Citing an “alarming escalation” in COVID-19 case counts across the Commonwealth, Gov. Tom Wolf ordered mitigation efforts that target bars and restaurants and reduce indoor gatherings down to a maximum of 25 people.

“During the past week, we have seen an unsettling climb in new COVID-19 cases throughout Pennsylvania,” Wolf said on Wednesday afternoon, suggesting a “new surge is in the offing.”

“We need to act again,” he added. With more knowledge, he said, the state “can act in a more focused manner.”

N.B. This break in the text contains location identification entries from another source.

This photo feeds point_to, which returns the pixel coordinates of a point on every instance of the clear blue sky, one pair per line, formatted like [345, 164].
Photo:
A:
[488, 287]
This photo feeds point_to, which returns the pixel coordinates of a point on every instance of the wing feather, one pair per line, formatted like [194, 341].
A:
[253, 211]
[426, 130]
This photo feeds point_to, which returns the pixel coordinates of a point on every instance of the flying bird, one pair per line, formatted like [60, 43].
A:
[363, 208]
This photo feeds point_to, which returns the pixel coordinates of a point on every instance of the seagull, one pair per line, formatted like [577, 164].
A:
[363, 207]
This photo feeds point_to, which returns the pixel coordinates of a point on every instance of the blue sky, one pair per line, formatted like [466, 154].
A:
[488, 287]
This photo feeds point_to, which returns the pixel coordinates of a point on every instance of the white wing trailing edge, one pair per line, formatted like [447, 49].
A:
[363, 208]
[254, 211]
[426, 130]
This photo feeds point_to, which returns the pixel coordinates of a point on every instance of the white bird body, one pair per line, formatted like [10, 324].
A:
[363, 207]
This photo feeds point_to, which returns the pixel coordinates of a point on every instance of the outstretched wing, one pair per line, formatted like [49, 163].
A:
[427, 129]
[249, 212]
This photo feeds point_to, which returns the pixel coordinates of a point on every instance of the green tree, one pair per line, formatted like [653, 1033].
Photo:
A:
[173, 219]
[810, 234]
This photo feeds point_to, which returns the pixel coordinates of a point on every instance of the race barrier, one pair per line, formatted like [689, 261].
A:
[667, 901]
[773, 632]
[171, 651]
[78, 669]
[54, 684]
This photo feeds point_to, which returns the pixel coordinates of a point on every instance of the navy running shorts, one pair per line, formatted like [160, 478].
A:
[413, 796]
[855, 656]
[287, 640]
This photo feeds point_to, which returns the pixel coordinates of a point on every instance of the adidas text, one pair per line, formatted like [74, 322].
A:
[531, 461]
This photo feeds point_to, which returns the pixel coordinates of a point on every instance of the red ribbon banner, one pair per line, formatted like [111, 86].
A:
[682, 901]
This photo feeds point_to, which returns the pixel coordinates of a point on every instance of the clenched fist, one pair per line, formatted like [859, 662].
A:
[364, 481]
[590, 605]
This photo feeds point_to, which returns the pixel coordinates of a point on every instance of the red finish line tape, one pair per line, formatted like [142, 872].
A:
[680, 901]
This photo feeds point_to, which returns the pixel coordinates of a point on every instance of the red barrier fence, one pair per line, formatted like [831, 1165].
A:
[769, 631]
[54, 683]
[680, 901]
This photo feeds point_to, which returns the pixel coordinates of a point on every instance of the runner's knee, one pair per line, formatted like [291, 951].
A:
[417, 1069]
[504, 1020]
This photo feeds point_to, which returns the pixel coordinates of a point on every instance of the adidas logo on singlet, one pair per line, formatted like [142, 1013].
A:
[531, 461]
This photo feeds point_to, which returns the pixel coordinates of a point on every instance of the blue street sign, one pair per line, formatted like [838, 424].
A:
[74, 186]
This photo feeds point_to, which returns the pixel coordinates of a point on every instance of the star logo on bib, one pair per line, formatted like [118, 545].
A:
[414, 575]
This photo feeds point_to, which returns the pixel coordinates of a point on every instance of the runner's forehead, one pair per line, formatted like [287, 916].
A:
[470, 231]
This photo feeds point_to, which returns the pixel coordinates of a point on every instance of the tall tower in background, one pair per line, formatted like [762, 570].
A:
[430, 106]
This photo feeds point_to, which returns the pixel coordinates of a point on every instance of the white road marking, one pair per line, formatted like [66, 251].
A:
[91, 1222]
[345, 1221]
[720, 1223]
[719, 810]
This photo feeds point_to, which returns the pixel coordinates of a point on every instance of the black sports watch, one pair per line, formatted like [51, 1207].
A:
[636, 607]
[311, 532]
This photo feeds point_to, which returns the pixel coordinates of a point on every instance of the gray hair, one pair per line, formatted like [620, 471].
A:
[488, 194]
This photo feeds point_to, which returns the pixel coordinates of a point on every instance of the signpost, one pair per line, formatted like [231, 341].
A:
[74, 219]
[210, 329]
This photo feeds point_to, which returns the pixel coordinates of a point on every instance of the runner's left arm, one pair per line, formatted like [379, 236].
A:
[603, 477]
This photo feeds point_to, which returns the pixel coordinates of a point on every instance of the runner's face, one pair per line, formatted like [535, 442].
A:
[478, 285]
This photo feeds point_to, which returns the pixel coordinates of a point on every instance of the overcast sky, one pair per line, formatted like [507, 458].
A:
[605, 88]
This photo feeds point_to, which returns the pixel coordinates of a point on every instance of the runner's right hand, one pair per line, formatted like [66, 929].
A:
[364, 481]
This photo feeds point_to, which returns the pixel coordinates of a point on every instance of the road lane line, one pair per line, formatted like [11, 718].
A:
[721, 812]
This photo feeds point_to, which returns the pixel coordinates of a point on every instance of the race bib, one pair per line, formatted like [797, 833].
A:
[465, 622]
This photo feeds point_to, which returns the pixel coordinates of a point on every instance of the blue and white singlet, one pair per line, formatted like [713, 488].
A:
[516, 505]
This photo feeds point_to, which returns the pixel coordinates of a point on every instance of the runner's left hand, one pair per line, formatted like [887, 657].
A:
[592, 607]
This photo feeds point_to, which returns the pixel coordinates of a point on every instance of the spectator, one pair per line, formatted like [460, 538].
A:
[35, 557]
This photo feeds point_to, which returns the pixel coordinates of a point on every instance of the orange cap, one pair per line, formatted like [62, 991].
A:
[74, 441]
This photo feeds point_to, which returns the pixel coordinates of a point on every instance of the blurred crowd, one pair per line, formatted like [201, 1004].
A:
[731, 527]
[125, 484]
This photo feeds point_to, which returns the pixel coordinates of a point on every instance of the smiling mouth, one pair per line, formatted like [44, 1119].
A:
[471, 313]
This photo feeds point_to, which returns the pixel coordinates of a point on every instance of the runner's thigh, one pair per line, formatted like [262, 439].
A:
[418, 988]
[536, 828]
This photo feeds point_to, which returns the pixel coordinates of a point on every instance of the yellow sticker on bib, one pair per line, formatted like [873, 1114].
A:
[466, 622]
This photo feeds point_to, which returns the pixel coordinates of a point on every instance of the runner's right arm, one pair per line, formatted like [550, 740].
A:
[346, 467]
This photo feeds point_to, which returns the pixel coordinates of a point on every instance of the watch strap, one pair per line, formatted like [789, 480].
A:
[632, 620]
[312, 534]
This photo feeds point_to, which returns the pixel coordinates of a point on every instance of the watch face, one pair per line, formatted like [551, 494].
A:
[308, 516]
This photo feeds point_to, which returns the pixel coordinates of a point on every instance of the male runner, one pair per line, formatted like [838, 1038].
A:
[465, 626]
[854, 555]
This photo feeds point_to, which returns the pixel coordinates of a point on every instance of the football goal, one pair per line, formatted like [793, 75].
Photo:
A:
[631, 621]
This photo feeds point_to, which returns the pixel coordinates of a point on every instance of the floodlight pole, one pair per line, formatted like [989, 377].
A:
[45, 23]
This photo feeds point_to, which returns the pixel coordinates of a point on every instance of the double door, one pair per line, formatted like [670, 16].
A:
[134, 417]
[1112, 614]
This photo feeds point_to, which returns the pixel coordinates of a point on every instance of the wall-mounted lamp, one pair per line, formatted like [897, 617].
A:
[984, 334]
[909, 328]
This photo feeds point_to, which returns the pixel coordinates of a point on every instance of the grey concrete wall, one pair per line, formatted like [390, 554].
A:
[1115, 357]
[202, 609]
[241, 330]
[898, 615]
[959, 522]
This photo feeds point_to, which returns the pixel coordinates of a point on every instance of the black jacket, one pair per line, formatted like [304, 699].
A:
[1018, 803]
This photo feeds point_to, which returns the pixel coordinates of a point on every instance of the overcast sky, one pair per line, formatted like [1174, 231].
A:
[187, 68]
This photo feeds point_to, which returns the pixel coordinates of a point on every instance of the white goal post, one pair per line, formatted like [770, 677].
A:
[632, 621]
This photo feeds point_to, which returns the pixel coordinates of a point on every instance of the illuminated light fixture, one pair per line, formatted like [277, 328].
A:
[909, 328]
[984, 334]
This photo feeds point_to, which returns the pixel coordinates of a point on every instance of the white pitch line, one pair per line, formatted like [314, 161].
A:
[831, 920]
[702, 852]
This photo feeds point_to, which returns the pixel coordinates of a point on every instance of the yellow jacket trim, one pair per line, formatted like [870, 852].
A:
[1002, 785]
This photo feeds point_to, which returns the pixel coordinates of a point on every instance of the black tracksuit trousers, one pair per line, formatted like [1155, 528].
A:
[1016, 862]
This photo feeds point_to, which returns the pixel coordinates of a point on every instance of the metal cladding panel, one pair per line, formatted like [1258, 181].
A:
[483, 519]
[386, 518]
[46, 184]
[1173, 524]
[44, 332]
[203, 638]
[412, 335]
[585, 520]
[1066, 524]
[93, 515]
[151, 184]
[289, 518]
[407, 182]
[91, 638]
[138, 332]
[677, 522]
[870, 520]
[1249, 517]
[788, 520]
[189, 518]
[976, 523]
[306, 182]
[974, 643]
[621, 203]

So Wolf said he would sign an order on Wednesday implementing the following mitigation strategies: Restaurants must reduce indoor capacity to 25 percent, on-premises alcohol consumption is limited to meals only, telework must be implemented wherever possible and the limit on indoor gatherings has been reduced to just 25 people.

Any establishment that serves alcohol — but does not also serve food — will be required to close.

Health Secretary Dr. Rachel Levine said this would not apply to religious institutions.

He explained that there are “three catalysts” driving the current case increases: People not practicing social distancing and mask wearing in bars and restaurants, out-of-state travel and a lack of national coordination.

The lack of national coordination, he said, “has resulted in states in the south and southwest not committing to the things they should have done. This virus does not respect state boundaries. We are paying the price in different ways for what states in other places have done.

“We did everything we should have done,” Wolf said, articulating that he has used information gathered since the start of the pandemic to craft these mitigation efforts.

“This is the virus speaking,” he said.

Levine announced 994 new cases, bringing the state-wide total to over $97,000.

She specifically highlighted increases observed in the 19-24 and 25-49 age groups.

“By acting now and making these specific and targeted mitigation efforts… we can get ahead of the curve,” Levine said, so the “economy will survive while still saving lives.”